Italy begins the process of electing its president today. At 3pm the grandi elettori gather in the equivalent of the Commons: senators, deputies of the Lower House, life senators (including former president Napolitano) and representatives of the Italian regions who are themselves Party members of most of the major parties in the Parliament. There are 1009 of them, 58 from the regions. On the first three ballots a two thirds majority is required for election - 673 votes. From the fourth ballot 505 votes suffice.

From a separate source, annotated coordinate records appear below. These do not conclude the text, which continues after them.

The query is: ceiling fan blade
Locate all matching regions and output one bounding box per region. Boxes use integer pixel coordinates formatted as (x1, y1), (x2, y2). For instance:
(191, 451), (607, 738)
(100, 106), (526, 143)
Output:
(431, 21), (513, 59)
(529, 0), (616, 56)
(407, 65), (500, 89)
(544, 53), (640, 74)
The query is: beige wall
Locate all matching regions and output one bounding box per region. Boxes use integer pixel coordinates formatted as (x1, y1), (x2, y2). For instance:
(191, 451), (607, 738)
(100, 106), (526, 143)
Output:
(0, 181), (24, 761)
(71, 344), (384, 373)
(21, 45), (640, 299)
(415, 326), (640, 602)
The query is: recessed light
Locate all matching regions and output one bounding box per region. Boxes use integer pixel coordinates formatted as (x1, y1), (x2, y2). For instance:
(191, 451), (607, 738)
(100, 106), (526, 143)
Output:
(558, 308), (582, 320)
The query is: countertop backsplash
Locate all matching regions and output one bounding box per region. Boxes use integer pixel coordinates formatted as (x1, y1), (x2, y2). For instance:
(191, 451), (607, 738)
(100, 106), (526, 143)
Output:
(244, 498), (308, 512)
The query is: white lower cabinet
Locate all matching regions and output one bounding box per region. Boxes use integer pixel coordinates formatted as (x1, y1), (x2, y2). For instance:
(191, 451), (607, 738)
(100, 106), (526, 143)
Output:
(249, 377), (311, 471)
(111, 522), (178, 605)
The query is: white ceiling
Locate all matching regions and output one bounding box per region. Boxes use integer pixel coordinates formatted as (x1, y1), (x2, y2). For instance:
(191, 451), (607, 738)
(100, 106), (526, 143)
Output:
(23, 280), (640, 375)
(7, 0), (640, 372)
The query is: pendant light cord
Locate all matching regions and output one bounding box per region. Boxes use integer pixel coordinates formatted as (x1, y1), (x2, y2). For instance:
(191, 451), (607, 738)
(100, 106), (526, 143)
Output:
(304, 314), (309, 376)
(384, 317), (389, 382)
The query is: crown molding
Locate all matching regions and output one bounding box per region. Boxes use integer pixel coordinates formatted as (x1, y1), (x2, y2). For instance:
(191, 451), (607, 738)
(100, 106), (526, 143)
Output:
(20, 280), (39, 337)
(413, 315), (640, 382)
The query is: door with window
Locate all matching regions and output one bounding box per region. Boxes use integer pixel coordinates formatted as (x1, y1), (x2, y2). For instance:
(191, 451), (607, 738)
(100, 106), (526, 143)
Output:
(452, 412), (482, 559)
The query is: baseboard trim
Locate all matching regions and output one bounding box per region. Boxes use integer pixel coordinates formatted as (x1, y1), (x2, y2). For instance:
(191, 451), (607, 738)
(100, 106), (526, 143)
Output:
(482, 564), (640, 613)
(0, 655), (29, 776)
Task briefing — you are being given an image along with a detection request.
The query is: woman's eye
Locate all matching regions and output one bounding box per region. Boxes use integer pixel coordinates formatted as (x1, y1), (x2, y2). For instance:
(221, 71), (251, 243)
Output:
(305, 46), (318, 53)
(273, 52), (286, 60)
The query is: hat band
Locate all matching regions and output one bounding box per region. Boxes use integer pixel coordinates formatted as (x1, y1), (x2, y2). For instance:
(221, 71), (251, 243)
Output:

The inconvenience of the two thirds majority is usually overcome by major parties voting blank on the first three ballots; then they get down to it. Matteo Renzi has stated that the Partito Democratico's candidate is Sergio Mattarella, a distinguished judge of the constitutional court. Well, after the Napolitano disgraceful and unconstitutional years that sounds just the job. He won't be pushing into what is none of his business and may even undo the damage of a rampaging egoist and European Union fanatic warping the basis of Italian democracy.
Unfortunately the rampaging egoist etc., is working away, despite retirement, to replace himself with Giuliano Amato - the author of every major European Treaty: from Lisbon to Rome Amato and his committee have dotted every i, crossed every t. He has as well a certain reputation as Craxi's man and even now that isn't lived down easily. Craxi who fled the country and spent the rest of his life in Tunisia. Which brings us to Berlusconi. Not, of course, a socialist, and not fled, but convicted and determined to have that conviction lifted (and who can blame him, hounded from office by threats of prosecution and public shaming when he threatened Italy's commitment to Europe-ever-closer...)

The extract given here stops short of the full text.